Puis Jean-Baptiste Butlen, sous directeur AD à la DHUP, a présenté les dernières évolutions réglementaires, dont certaines sont issues des réflexions menées dans le cadre du RNA. La loi ELAN a modifié les règles de construction, notamment en termes de performances énergétiques et de bilan carbone. Elle comporte également un volet numérique, avec notamment la démarche d’open data.

 

Table ronde 1: Anticiper et gérer l'évolution des mobilités

photo de la salle lors de la table ronde 1La première table ronde de la journée, animée par Pascal Berteaud, directeur général du Cerema, a réuni Christophe Diani, directeur général de Transitec France-Belgique, Jean-Michel Evin, directeur général adjoint à la cohérence territoriale à Grenoble-Alpes Métropole, Bernard Lachana directeur général de SEM Innovia, et Benoît Lebeau directeur adjoint de l’EPA Saclay.

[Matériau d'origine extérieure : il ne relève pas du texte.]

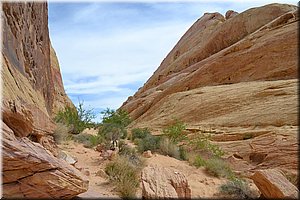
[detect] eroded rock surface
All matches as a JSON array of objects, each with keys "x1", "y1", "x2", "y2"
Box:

Les premiers échanges ont porté sur les évolutions entraînées par les nouvelles mobilités à court et moyen terme pour les aménageurs : Pascal Berteaud a rappelé que l’on observe l’apparition de nouveaux modes de mobilité en ville, de nouveaux modes de gestion et de partage de la voirie, ce qui donne de nouveaux outils à la collectivité. Par ailleurs, le numérique et l’ouverture des données feront aussi évoluer la mobilité. Il reste à mettre en œuvre les innovations.

Le directeur général du Cerema a souligné que l’on commence à aborder le sujet des mobilités au cœur de l’aménagement, et plus seulement en cours ou en fin de projet. La loi d’orientation pour les mobilités donne les moyens d’organiser la mobilité de manière totalement intégrée à l’aménagement et pour tous les territoires.

Les échanges ont confirmé que l’articulation entre urbanisme et déplacements doit être prise en compte dès la conception de l’opération, avec le même niveau de priorité. Ils ont fait également apparaître que la réversibilité des aménagements est aujourd’hui essentielle, compte tenu de l’évolution rapide des mobilités.

Cycliste dans l'EcoQuartier Marianne à MontpellierEcoQuartier à Montpellier - Crédit: Arnaud Bouissou - TERRA

S’il est nécessaire d’intégrer les nouveaux modes de mobilité dès la conception des projets, comme la croissance des mobilités douces, la probable baisse de demandes de stationnement ou l’importance accrue de la place dédiée aux livraisons sur la voirie, il reste difficile d’anticiper sur le long terme, par exemple sur ce qu’il en sera en matière de véhicule autonome dans 20 ans.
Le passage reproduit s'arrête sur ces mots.